Limitations and future research

As with all research, there are limitations to this study. First, caution needs to be taken in interpreting the results, since this study is based on a limited range of subjects in a single discipline—the physics and chemistry in natural sciences. Because natural scientists generally achieve considerably more citations than do social scientists, the results might not be generalizable to the social sciences and other fields. Second, in the regression model the adjusted R square is 0.176, indicating that the model as a whole explains approximately 18% of the variation in DRP. The reason may be that we focused mainly on demographic factors and quantitative ones that might have had an effect on DRP, without taking into consideration the psychosocial factors and personality. These factors could have exerted a significant impact on DRP. Therefore, to increase the variance explained, we could add other predictors into the model.

Based on the limitations described above, a possible direction for future research would be the exploration of the link between influential factors and DRP, controlling for personality of doctoral graduates. In particular, personality traits and internal factors (e.g., enthusiasm for research, motivation, time-management, social network, intelligence quotient, emotional quotient, extroversion and introversion) may be better predictors for DRP, as the present study has not addressed the issue of personality and internal factors as possible predictive variables for DRP. Thus, future work is needed on this issue, namely, investigation of the relationship between the DRP and some improved factors such as endogenous factors. The final target is to find out which influential factors are crucial and determinants of DRP. Because endogenous factors are qualitative and difficult to measure, interpretive approaches may enrich understanding, for example, in-depth interviews. Further, on the basis of relevant hypotheses, a theoretical model and further empirical analyses could be carried out.

Conclusions

The aim of this paper was to explore which factors exert an impact on the DRP in China with participants taken from the doctoral graduates in the School of Science at USTC. The results of analyses could answer to the previous research question: Do student individual factors and advisor influence make a difference, as illustrated in DRP?

The results indicate that academic origin of doctoral graduates and advisor’s academic status, academic experience, and quantity of instruction exert a significant impact on DRP. In addition, the students’ academic origin, as well as the academic status and experience of advisors have a positive effect on the DRP; however, the total number of doctoral graduates associated with one advisor is negative to DRP. We find that the advisor factors play a key role in DRP; therefore, the government and universities should pay attention to improve faculty quality.

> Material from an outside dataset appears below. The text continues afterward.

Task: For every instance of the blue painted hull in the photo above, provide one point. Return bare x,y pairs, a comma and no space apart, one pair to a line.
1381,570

This study has contributed to a better understanding of the influential factors of DRP in the Chinese context. The results of our research are relevant not only for Chinese universities and advisors, but also for non-Chinese universities and advisors that are considering establishing a joint program with universities from China, where some of their students will be local. Furthermore, the model can be tested in other cultural contexts as to whether the chosen factors have significant influence on the DRP in other universities. We believe that readers from both the university advisors’ and administrators’ perspective will be interested in this study, given the increased attention of the field towards study of research performance in China.